Berdasarkan hubungan antara aku dengan kenyataan dibedakan lirik yang langsung
(suara batin langsung diperdengarkan) dan lirik tidak langsung (aku
menyembunyikan diri di belakang lambang-lambang) (Hartoko dan Rahmanto,
1986:79). Hal pokok dari puisi lirik sebagaimana dikemukakan oleh Herman J.
Waluyo (2010:157) bahwa “Dalam puisi lirik, penyair mengungkapkan aku-lirik
atau gagasan pribadinya. Ia tidak bercerita.”
Penting untuk
disepakati terlebih dahulu bahwa lirik
dan liris memiliki perbedaan dalam
penggunaannya. Penggunaan “liris” dikaitkan dengan “Prosa liris atau lirikal,
prosa yang diperkaya dengan gaya lirik, seperti irama, simbolik bunyi,
metafora, dengan demikian menyampaikan perasaan batin pengarang.

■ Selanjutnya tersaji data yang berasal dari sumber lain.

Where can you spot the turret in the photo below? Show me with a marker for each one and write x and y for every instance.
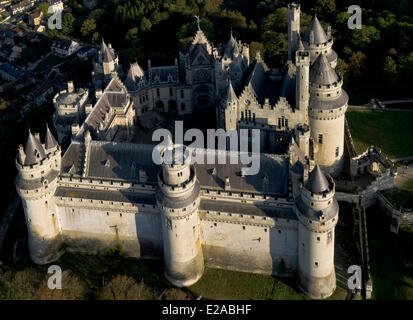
(178, 197)
(317, 212)
(293, 16)
(316, 41)
(302, 92)
(227, 117)
(38, 168)
(327, 107)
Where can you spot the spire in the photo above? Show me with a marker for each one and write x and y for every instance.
(105, 51)
(317, 183)
(197, 21)
(322, 73)
(50, 140)
(300, 44)
(230, 95)
(34, 151)
(231, 47)
(135, 71)
(319, 33)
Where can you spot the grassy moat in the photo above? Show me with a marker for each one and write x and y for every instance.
(391, 258)
(116, 277)
(390, 131)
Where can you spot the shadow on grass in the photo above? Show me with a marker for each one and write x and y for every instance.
(391, 258)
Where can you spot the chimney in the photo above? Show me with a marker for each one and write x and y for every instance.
(142, 176)
(21, 155)
(75, 128)
(311, 37)
(70, 86)
(227, 184)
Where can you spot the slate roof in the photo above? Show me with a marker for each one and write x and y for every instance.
(319, 33)
(34, 151)
(50, 141)
(230, 95)
(248, 209)
(263, 88)
(163, 73)
(122, 161)
(231, 48)
(322, 73)
(317, 182)
(63, 44)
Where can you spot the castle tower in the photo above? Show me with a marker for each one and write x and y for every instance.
(227, 113)
(293, 16)
(328, 104)
(302, 91)
(178, 198)
(317, 212)
(38, 168)
(316, 41)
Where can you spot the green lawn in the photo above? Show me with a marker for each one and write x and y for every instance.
(389, 130)
(391, 258)
(401, 197)
(220, 284)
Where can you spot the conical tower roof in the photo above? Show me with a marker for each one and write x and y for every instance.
(34, 151)
(135, 71)
(231, 48)
(317, 183)
(319, 33)
(50, 140)
(321, 72)
(230, 94)
(105, 51)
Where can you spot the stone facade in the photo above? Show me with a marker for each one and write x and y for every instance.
(107, 191)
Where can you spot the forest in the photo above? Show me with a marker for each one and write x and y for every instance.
(380, 53)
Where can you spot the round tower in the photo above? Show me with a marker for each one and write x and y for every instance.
(38, 168)
(316, 41)
(178, 197)
(327, 107)
(293, 16)
(317, 212)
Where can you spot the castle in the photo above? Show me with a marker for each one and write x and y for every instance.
(105, 190)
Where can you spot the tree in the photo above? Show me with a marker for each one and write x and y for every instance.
(96, 38)
(68, 24)
(97, 14)
(43, 7)
(88, 27)
(363, 37)
(146, 25)
(132, 34)
(357, 65)
(276, 21)
(390, 71)
(325, 6)
(406, 67)
(343, 68)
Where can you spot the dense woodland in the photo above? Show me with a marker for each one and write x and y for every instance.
(380, 52)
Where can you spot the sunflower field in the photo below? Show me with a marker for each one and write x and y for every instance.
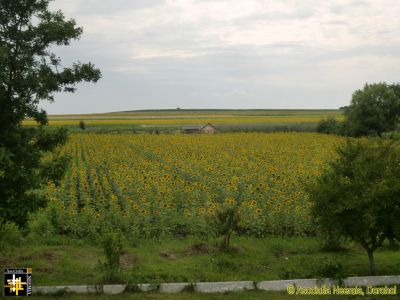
(172, 185)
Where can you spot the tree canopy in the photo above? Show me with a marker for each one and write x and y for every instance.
(373, 110)
(358, 196)
(30, 73)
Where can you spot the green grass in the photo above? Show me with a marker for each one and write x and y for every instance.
(250, 295)
(194, 260)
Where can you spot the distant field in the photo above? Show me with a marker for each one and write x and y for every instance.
(193, 117)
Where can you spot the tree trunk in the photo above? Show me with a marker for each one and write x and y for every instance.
(371, 262)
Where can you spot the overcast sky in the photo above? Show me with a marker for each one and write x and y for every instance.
(229, 53)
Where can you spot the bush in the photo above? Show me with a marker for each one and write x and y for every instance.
(226, 222)
(10, 235)
(82, 125)
(330, 268)
(330, 126)
(112, 245)
(40, 227)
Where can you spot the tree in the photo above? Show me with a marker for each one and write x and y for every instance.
(373, 110)
(358, 196)
(30, 73)
(330, 125)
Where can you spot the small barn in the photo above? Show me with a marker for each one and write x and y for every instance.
(208, 128)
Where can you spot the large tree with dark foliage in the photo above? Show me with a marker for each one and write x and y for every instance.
(373, 110)
(358, 196)
(29, 74)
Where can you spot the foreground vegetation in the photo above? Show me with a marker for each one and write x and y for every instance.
(63, 261)
(252, 295)
(165, 185)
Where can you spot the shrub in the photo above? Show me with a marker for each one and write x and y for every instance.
(82, 125)
(112, 245)
(226, 222)
(330, 126)
(40, 227)
(10, 235)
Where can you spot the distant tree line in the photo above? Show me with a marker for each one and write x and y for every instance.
(373, 110)
(357, 197)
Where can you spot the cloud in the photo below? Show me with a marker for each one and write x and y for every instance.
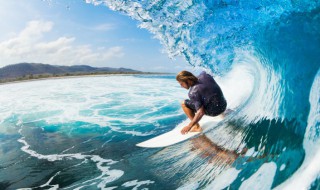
(30, 46)
(104, 27)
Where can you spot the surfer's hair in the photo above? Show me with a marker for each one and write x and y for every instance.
(184, 76)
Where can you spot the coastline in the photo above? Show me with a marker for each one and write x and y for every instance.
(52, 77)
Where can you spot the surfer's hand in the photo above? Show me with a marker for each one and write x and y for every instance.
(185, 130)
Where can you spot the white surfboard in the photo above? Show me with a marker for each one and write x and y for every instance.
(175, 136)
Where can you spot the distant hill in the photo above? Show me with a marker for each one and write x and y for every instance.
(27, 69)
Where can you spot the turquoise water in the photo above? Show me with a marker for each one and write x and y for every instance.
(80, 133)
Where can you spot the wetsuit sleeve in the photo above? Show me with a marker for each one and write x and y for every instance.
(196, 98)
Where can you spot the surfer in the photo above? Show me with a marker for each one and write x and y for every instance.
(206, 98)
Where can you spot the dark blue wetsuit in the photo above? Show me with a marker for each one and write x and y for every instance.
(206, 92)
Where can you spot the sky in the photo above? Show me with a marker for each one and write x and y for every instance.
(73, 32)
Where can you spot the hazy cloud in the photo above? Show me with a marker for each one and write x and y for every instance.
(30, 45)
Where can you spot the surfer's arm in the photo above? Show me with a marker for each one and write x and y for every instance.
(199, 114)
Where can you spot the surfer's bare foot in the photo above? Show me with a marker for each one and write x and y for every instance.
(196, 128)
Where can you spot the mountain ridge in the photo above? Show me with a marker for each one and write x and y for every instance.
(27, 69)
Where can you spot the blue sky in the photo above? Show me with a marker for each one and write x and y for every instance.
(73, 32)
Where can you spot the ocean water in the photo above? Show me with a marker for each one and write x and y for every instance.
(80, 133)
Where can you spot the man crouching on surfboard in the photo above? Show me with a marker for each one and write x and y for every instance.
(206, 98)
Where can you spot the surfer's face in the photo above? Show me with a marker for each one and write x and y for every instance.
(184, 84)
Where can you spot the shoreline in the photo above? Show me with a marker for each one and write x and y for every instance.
(14, 81)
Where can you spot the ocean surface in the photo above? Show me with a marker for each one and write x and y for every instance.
(80, 133)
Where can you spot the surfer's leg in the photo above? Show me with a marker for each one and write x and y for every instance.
(190, 114)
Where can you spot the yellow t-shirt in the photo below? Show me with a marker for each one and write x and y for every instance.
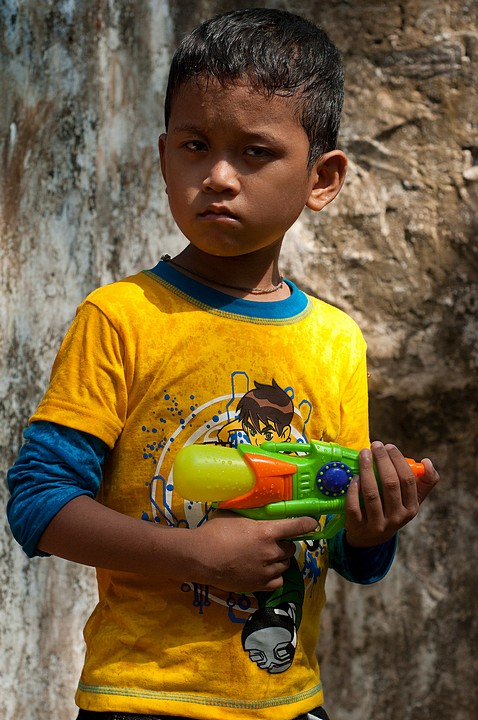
(155, 362)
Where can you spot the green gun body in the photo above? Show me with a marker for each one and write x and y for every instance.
(273, 481)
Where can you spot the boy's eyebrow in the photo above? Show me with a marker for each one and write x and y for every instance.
(257, 136)
(186, 128)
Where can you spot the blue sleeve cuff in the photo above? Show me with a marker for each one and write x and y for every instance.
(361, 565)
(55, 465)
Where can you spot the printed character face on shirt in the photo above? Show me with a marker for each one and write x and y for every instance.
(271, 649)
(266, 432)
(235, 163)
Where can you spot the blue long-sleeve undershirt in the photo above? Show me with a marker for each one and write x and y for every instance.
(57, 464)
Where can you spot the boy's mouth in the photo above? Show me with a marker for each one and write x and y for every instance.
(217, 212)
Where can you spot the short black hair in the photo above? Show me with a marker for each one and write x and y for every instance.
(279, 53)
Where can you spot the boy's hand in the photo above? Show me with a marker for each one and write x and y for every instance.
(380, 517)
(238, 554)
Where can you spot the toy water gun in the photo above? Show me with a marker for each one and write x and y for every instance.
(273, 480)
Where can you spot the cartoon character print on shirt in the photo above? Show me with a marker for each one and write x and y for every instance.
(265, 412)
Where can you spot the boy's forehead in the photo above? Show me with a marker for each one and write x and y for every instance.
(238, 94)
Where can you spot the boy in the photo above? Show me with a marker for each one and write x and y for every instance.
(207, 615)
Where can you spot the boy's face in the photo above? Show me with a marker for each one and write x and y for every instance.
(235, 167)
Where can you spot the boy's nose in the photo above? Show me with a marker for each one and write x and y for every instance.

Contoh, Pengakuan Pariyem karya Linus Suryadi AG
(Hartoko dan Rahmanto, 1986:79).
Biasanya,
seorang penyair mempunyai judul sajak yang berhubungan dengan kata “lirik”,
tetapi A. Mustofa Bisri dari sembilan buku kumpulan sajaknya tidak ada satu pun
dengan judul “lirik”. Apakah dengan demikian sajak-sajak A. Mustofa Bisri tidak
berlandaskan pada tradisi lirik? Untuk mengidentifikasi tradisi lirik perpuisian A. Mustofa Bisri ini, penulis membaca
secara berulang seluruh sajak yang ada dalam sembilan buku puisi karya A.
Mustofa Bisri ini :
1. Ohoi (Cet. I stensilan, 1988; Cet. II-1990, P3M
Jakarta; Cet.III-1991, Pustaka Firdaus, Jakarta),
2. Tadarus (Cet.I-1993, Prima Pustaka, Yogyakarta; Cet.II-2003, Adi Cita,
Yogyakarta), 3. Pahlawan dan Tikus (Cet.I-1995, Pustaka
Firdaus, Jakarta; Cet.II-2005, Hikayat Publishing, Yogyakarta), 4. Rubayat Angin dan rumput (Cet.I & II-1995, kerjasama Majalah Humor
dan PT. Matra Multi Media, Jakarta), 5. Wekwekwek
: Sajak-sajak Bumilangit (Cet.I-1996, Risalah Gusti, Surabaya),
6. Gelap Berlapis-lapis (Cet.I-1998, Yayasan
Al-Ibriz Rembang kerjasama Fatma Press Jakarta), 7. Sajak-sajak
Cinta Gandrung (Cet.I-2000, Yayasan
Al-Ibriz, Rembang), 8. Negeri Daging (Cet.I-2002,
Bentang Budaya, 2002), dan 9. Aku Manusia (Cet.I-2006; Cet.II-2016).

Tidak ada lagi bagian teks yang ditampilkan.